За прошедшие несколько дней погода существенно испортилась. Как только мы вышли из здания, в лицо ударил прохладный, почти октябрьский ветер. На улице пахло дождем и жухлыми листьями. Лиза со смехом подхватила развевающуюся юбку. Холодный воздух оголил ее стройные длинные ноги. Сашка пялился на свою пассию с откровенным восхищением. На ступеньках я поравнялась с этой кудряшкой Сью. Боже, какая она дылда! Это притом, что мой рост тоже выше среднего. Ну, конечно, она была на каблуках! Причем шла на них так плавно и уверенно, что мне ничего не оставалось, как крякнуть от зависти. Я посмотрела на свои старые пыльные «конверсы» и вздохнула. Наверное, пора уделять внешнему виду больше внимания. И мама, и Сашка всегда твердят, что мне можно и не краситься. У меня эта самая… природная красота. А бабушка обычно добавляет: «В тебе есть порода!» Но бабулины слова нужно делить надвое. Это же родная бабуля! Так, допустим, с косметикой мы разобрались. Но вот загвоздка: я так и не смогла вспомнить, расчесывала ли утром волосы…
Когда мы уже стояли на остановке, Лиза пропела:
– Все-таки выставка восхитительная! К тому же масса новых приятных дружелюбных людей. Инна, я очень рада была познакомиться с тобой!
И при этом у нее так хищно блеснули глаза, что я аж невольно отпрянула. Где-то вдалеке очень кстати прогремел гром. Льстит. Врет. Не отношу себя к массе приятных и дружелюбных людей. И выставка ей вряд ли понравилась, всю свободную минуту противная подлиза не вылезала из смартфона. Вот как это называется у людей? Лицемерие или банальная вежливость? Как мне этому научиться?

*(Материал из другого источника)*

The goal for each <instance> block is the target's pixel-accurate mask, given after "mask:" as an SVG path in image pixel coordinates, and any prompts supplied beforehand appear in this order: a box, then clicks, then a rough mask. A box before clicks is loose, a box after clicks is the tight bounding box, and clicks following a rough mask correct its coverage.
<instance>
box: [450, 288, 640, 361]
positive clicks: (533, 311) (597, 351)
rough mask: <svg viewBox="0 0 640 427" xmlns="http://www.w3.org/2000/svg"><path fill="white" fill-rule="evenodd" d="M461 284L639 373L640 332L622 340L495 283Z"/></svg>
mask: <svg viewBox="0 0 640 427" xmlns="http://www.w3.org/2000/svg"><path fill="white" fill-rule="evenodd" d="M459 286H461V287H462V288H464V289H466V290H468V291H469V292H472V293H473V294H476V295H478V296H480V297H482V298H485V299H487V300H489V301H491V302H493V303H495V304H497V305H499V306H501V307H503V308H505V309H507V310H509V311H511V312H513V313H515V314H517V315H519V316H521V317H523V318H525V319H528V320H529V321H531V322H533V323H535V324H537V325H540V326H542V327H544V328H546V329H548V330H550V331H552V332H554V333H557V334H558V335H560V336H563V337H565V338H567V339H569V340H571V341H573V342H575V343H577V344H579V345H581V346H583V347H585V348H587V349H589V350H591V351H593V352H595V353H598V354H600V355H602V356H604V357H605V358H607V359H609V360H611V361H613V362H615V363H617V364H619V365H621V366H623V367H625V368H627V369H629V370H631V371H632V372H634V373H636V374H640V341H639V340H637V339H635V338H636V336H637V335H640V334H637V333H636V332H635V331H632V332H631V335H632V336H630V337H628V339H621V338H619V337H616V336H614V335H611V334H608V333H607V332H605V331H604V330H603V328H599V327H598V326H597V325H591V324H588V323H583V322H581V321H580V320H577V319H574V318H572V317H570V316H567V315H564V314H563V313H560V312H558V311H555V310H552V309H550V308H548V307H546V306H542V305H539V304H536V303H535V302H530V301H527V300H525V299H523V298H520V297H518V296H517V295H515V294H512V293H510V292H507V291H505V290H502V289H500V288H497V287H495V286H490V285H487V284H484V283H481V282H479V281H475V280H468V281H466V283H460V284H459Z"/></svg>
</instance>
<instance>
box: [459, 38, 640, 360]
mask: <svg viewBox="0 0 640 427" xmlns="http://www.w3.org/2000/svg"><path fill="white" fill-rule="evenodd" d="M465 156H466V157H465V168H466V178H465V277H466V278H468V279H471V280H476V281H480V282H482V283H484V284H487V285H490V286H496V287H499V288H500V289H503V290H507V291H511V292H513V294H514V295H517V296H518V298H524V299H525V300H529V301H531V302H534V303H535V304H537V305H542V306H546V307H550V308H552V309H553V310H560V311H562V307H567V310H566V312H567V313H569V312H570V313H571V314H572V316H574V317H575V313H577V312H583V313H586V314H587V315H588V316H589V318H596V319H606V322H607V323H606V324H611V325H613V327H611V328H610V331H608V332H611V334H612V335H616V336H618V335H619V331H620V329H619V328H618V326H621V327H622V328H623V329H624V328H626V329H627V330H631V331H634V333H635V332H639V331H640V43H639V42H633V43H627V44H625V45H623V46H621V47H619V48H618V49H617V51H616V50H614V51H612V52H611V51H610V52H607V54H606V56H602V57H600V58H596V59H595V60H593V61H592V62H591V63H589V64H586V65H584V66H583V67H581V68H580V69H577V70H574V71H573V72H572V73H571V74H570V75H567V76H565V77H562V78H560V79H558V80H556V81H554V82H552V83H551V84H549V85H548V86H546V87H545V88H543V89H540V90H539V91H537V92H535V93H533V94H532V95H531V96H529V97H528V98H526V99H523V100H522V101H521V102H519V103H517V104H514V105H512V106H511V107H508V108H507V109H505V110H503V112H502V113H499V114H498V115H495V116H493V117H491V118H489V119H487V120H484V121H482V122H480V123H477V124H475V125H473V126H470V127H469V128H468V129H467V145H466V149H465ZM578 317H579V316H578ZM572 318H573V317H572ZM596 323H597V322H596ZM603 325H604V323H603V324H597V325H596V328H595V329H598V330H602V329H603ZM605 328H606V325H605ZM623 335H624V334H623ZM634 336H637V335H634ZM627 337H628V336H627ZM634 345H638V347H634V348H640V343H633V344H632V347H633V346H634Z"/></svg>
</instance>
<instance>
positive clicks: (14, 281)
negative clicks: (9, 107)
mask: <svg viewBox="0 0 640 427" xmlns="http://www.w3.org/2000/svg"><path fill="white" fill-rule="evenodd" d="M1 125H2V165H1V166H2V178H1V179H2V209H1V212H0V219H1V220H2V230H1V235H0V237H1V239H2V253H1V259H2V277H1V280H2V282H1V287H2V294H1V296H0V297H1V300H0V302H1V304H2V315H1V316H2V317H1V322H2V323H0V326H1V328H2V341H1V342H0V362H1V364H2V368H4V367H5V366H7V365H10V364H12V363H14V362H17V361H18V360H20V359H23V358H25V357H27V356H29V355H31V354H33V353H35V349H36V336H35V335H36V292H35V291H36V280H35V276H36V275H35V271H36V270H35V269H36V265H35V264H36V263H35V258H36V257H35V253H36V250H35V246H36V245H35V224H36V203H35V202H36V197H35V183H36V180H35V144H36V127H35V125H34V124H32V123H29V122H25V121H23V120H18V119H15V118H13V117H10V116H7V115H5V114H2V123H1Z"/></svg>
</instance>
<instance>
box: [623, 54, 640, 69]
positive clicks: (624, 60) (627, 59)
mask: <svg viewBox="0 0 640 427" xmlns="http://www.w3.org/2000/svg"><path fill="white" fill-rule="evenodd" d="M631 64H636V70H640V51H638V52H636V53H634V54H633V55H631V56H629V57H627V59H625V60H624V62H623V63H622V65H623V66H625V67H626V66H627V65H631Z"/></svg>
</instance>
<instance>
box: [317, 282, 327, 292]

– Спасибо, Лиза, мне приятно. А ты восхитительна так же, как и эта выставка. О, пока, ребята, мой транспорт! – Я сделала дурашливый книксен на прощание и припустила навстречу приближающемуся трамваю. На асфальт, в такт моим быстрым шагам, начали падать крупные дождевые капли.
Глава вторая
Осенние ливни зарядили на неделю. Поднимать себя с утра с кровати становилось все сложнее. Выходить из дома в потемках, а потом тащиться в школу… Кошмар. Раньше дорогу до ненавистного здания скрашивали разговоры с Маринкой. Она еще та трещотка. Теперь же мне приходилось плестись одной. Марина ходила в школу в компании Кораблева. Нет, подруга пару раз предлагала идти всем вместе, – мол, они с Антоном за мной с легкостью зайдут. Но я от этого предложения всякий раз отказывалась. Зачем мешать влюбленной парочке? О том, как встретила одноклассника на выставке, я Маринке рассказывать не стала. Антон вел себя как ни в чем не бывало, продолжал активно ухаживать за моей подругой… Я подумала, что той девчонкой с выставки могла оказаться, например, бывшая одноклассница Кораблева. Случайно встретились в зале. Необязательно ведь, что они пришли туда вместе. А я со своим стукачеством могу наломать дров. В общем, решила повременить с предположениями, но к Антону по-прежнему относилась настороженно. Не нравился он мне. И шутки у него несмешные, все ниже пояса. Не понимаю, почему он каждую перемену собирает вокруг себя столько народа.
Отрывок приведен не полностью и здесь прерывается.